Iran und USA:Eine Annäherung, die in weiter Ferne liegt

Irans Präsident Ahmadinedschad gratulierte Obama zum Sieg bei der US-Wahl - und muss sich in Teheran nun scharfe Kritik anhören.

Tomas Avenarius

Irans Präsident Mahmud Ahmadinedschad griff sofort zur Feder. Vollmundig beglückwünschte der von Herzen her antiamerikanische Iraner Barack Obama zum Sieg bei den Präsidentschaftswahlen: Es müsse eine Ende haben mit "Krieg, Besatzung und Einschüchterung". Die Menschen im Nahen Osten erhoffen sich, dass der neue Mann im Weißen Haus "anstelle der ungerechten Politik der vergangenen 60 Jahre allen Völkern volle Rechte geben wird, besonders den Menschen in Palästina, Irak und Afghanistan".

Iran und USA: Für Ahmadinedschad erweisen sich die Glückwünsche für Obama als Schuss in den Fuß

Für Ahmadinedschad erweisen sich die Glückwünsche für Obama als Schuss in den Fuß

(Foto: Foto: AFP)

Was halbwegs sensationell klang - zum ersten Mal seit der Islamischen Revolution von 1979 hat ein iranischer Führer einem neuen US-Präsidenten gratuliert - erweist sich für den Populisten aus Teheran als Schuss in den Fuß. Obama reagierte staatsmännisch abweisend: Er wolle "nichts übers Knie brechen". Angesichts der Unüberlegtheit Ahmadinedschad setzte es auch in Iran politische Prügel. Gewarnt wurde vor Illusionen über die grundsätzliche Richtung jeder US-Politik im Nahen Osten.

Hoffnungen auf rasche Aussöhnung der seit fast 30 Jahren verfeindeten Nationen USA und Iran sind also gering. Und das, obwohl Obama sich im Wahlkampf für "Verhandlungen ohne Vorbedingungen" mit Iran ausgesprochen hatte.
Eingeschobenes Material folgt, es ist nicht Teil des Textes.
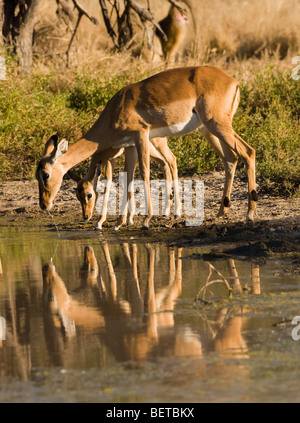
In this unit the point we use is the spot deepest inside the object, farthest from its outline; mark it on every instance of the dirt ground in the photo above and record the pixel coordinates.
(275, 230)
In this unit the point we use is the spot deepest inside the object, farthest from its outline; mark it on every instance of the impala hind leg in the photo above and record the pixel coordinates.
(231, 139)
(161, 144)
(130, 165)
(230, 160)
(109, 172)
(142, 143)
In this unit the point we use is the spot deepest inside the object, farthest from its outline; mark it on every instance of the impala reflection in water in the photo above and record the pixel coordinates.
(124, 314)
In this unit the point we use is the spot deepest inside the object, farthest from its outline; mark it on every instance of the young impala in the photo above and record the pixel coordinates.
(86, 190)
(171, 103)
Aber Wahlkampf und reale Politik sind verschiedene Disziplinen. Obama sagt nun: Was die Atompolitik angehe, sei ein atomar bewaffneter Iran "inakzeptabel". Auch Teherans Unterstützung von Terrorgruppen müsse enden. So machte der zukünftige Präsident der USA dem amtierenden Briefschreiber in Teheran klar, dass ein Politikwechsel in weiter Ferne liegt.

"Strategisch, nicht kosmetisch"

Das sieht auch Ahmadinedschads mächtiger Gegenspieler so, der iranische Parlamentssprecher Ali Laridschani. Er watschte den politisch angeschlagenen Präsidenten ab, indem er aus einer iranischen Perspektive heraus analysierte: Obamas erste Äußerungen zum Thema Iran deuteten "die Fortsetzung der falschen Politik der Vergangenheit" an. "Der Politikwechsel muss strategisch sein, nicht kosmetisch", sagte Laridschani.

Die konservative Zeitung Jumhouri Islami assistierte. Ahmadinedschads Vorstoß sei vermessen: Über den Umgang mit den USA - die der iranische Revolutionsführer Ayatollah Ruhollah Khomeini seinerzeit den "großen Satan" nannte - bestimme allein der amtierende Revolutionsführer. Ayatollah Ali Khamenei aber hatte kürzlich gesagt, eine Annäherung an die USA stehe nicht an.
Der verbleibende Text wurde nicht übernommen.